Eine führende Regionalzeitung im Westen der Bundesrepublik berichtete neulich auf der ersten Seite über eine Initiative von NRW Justizminister Peter Biesenbach, dass Gerichte ihre Urteile dem Volk besser erklären sollen, um verlorenes Vertrauen zurückzugewinnen. In der Öffentlichkeit habe sich – zu Unrecht – der Eindruck eingeschlichen, Gerichte in NRW urteilten zu milde. Deshalb reiche der Grundsatz “der Richter spricht nur durch sein Urteil”, nicht mehr aus. Es müsse mehr Öffentlichkeitsarbeit gemacht werden.

Mir scheint das noch nicht so richtig zu Ende gedacht zu sein. Denn die gleiche Ausgabe dieser Zeitung lieferte auf der letzen Seite ein Beispiel, bei dem mir auch die tollste Erklärung nicht weiterhelfen würde: Das Amtsgericht Frankfurt hatte die Unterlassungsklage einer Mieterin abgewiesen, mit der diese verhindern wollte, dass ihr Vermieter (92) und seine Frau (89) sie ständig als “Fräulein” bezeichneten, auch auf Aushängen im Hausflur.

Die Begründung des Urteils – oh ja: es gab eine! – lautete, dass das Vermieterpaar aufgrund seines hohen Alters den Begriff “Fräulein” noch als korrekte Anrede kennengelernt habe. Auf die Verwendung dieser Anrede heute noch zu beharren, deute zwar auf “ein gewisses Maß an Unfreundlichkeit und mangelnde Kompromissbereitschaft” hin, eine Beleidigung im juristischen Sinne sei das aber nicht. Das Gericht verwies auch auf die englische Anrede “Miss” und die französische “Mademoiselle” als Vergleich.

Dabei verkannte es nicht einmal, dass das deutsche “Fräulein”, anders als seine Pendants in England und Frankreich, 1972 offiziell abgeschafft wurde, hielt das aber offenbar nicht für relevant. 1972! Es ist also 47 Jahre her, dass man in Deutschland die Diskriminierung beendet hat, die darin bestand, dass bei Frauen der Unterschied zwischen verheiratet und unverheiratet für anrede-relevant gehalten wurde, bei Männern indes nicht!
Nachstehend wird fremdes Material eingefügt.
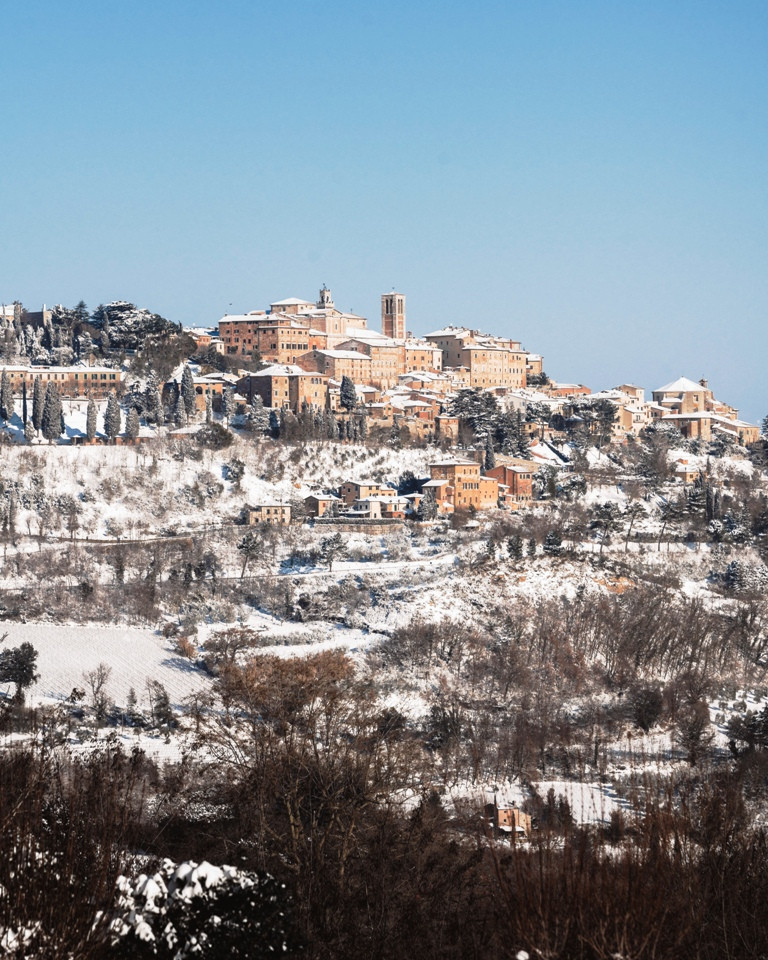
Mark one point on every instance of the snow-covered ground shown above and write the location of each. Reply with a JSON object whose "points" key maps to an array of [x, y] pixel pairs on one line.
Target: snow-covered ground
{"points": [[134, 656]]}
Damals war der Vermieter 45 Jahre alt und seine Frau 42. Also nicht einmal halb so alt wie heute. Brauchten aber – mit offizieller Billigung eines deutschen Gerichts – nichts mehr hinzuzulernen im Bereich menschlicher Umgangsformen. Nach derselben Logik könnte ein Nazi, wenn er nur alt genug ist, seine schwarzen Mitmenschen immer noch “Neger” nennen. Auf den Unterschied – das eine ist beleidigend, das andere bloß diskriminierend – kommt es nämlich nicht an. Denn Diskriminierung ist in Deutschland genauso verboten.

Was soll mir bei so einem Urteil “besser erklärt” werden? Nein, nein, in der Juristerei gilt das Gleiche wie in der Politik: Manches ist eben nicht einfach nur “schlecht erklärt”, sondern schlicht und einfach “schlecht”. Die Chance, es besser zu machen, hat vielleicht das Landgericht Frankfurt. Denn das Urteil ist noch nicht rechtskräftig.